The short stories were good. I wasn't a huge fan of the writing portion where the authors were sitting around tossing ideas back and forth - and then the books being changed per a new revision or old revision etc... Once I read a short story - I was happy with it and didn't feel the need to go back and read it again to see how it had evolved and changed with input from the different authors. Personally I would have preferred to have longer stories instead of repeatedly having different versions in the book.
This book is a collection of great short stories by talented and well-known authors. And it is more than that. The authors have allowed the reader to experience their writing process by sharing their plot and world-building brainstorming, their rough drafts, and revision process. I enjoyed the stories. Aspiring authors will love and learn from reading this book!

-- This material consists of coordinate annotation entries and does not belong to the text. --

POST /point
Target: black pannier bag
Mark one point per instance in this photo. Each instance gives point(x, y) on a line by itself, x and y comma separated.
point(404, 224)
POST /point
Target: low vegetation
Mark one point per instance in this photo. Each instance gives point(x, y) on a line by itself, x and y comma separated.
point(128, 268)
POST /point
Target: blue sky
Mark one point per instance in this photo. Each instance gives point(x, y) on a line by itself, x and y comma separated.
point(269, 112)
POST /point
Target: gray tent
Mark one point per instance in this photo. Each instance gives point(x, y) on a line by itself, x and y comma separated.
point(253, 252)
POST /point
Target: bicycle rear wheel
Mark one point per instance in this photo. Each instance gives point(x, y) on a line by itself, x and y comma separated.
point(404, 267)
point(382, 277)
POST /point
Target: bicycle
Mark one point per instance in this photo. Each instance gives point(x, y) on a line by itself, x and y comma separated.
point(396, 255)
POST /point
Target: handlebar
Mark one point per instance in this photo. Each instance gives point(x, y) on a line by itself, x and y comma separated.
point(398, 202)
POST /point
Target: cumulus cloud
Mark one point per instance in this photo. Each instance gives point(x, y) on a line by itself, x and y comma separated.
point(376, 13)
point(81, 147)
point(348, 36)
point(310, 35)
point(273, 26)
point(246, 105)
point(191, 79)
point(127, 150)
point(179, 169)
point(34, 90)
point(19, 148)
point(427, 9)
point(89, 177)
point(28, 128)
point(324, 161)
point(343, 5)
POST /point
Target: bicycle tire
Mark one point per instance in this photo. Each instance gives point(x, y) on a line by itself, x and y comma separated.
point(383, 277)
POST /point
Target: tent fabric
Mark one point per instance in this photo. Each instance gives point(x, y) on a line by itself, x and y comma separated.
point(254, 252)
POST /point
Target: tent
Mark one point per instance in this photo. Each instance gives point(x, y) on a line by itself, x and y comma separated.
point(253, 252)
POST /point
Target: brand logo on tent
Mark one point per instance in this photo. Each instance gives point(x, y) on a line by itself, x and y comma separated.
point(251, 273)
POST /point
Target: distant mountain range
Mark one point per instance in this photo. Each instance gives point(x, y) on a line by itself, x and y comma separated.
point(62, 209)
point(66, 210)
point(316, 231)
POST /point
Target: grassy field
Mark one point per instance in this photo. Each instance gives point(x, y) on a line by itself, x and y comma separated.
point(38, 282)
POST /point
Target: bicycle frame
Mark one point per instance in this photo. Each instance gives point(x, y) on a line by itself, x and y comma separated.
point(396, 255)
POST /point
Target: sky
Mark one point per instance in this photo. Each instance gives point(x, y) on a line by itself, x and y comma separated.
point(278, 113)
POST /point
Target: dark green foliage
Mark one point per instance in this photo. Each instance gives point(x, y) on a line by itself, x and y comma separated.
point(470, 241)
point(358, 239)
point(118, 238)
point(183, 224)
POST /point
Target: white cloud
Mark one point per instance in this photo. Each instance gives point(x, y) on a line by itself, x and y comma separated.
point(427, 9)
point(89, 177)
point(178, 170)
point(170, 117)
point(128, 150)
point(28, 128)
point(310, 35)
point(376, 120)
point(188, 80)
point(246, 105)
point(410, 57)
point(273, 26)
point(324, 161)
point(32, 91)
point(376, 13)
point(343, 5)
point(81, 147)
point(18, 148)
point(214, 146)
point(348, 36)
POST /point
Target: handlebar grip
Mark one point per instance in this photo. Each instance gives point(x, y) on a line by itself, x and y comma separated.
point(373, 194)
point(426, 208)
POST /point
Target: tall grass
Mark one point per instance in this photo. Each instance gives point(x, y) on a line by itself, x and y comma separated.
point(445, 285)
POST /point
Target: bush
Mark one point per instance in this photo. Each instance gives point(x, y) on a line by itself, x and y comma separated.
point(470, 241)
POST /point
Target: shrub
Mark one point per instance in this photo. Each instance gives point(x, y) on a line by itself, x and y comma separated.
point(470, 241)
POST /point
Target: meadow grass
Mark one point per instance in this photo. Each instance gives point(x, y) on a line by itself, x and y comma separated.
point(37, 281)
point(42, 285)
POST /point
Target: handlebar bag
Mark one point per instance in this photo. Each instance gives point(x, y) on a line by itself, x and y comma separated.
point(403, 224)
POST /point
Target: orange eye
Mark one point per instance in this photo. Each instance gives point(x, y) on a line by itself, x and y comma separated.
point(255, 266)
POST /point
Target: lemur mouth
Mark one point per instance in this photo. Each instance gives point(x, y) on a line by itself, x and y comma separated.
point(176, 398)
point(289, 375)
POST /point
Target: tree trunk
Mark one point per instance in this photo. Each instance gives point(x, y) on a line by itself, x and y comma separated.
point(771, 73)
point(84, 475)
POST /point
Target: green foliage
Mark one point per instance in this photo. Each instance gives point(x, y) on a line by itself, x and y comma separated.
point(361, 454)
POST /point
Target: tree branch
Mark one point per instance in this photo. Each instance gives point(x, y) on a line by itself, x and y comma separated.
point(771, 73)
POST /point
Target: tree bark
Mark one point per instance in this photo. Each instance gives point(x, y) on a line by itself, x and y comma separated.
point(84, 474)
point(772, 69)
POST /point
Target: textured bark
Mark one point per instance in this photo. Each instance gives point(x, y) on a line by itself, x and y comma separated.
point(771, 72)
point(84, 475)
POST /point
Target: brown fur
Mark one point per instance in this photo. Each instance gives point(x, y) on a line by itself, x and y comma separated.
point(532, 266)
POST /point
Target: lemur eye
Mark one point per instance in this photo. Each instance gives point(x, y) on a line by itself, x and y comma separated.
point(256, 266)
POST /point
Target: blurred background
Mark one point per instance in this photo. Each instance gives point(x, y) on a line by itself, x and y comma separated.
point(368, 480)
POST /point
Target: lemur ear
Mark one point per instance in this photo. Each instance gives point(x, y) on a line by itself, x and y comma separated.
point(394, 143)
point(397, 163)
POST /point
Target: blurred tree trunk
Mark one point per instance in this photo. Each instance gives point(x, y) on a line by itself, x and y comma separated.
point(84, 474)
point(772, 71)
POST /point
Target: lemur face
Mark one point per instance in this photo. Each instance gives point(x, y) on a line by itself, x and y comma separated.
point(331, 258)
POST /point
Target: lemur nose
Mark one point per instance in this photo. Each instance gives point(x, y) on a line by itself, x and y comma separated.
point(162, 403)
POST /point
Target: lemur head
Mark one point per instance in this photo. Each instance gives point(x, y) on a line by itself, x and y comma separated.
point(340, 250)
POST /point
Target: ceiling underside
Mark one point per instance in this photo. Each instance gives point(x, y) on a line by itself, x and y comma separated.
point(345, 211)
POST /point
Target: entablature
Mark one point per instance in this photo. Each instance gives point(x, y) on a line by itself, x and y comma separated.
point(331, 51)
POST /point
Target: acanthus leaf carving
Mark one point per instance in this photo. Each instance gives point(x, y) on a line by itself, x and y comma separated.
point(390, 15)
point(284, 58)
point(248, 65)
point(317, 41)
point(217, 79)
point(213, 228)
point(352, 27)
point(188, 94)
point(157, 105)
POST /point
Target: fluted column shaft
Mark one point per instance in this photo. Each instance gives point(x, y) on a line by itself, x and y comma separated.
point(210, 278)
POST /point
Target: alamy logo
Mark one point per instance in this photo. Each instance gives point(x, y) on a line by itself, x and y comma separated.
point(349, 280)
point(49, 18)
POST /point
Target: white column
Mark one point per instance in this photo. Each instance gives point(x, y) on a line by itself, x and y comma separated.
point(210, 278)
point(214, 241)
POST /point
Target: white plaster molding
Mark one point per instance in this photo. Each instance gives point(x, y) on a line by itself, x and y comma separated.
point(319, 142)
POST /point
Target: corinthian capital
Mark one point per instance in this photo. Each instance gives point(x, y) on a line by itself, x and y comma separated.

I really liked this book. The stories were compelling and fun to read. They grabbed you right from the start. Each was different from the other. Added to the stories were the brain storming and critique of the story concepts, first drafts, and the final edits. This was a great look at the development process on writing short stories. I really loved it!
Very fun to see how the professionals take an idea from concept to finished short story, and the end product in each case is better than you might expect, especially considering the authors brainstorm their ideas in the podcast.
Examples of the revision process from accomplished writers is the most valuable and least common tool I've seen for the teaching of writing. Creating this book was a brilliant idea. I'd love to seem more books like this.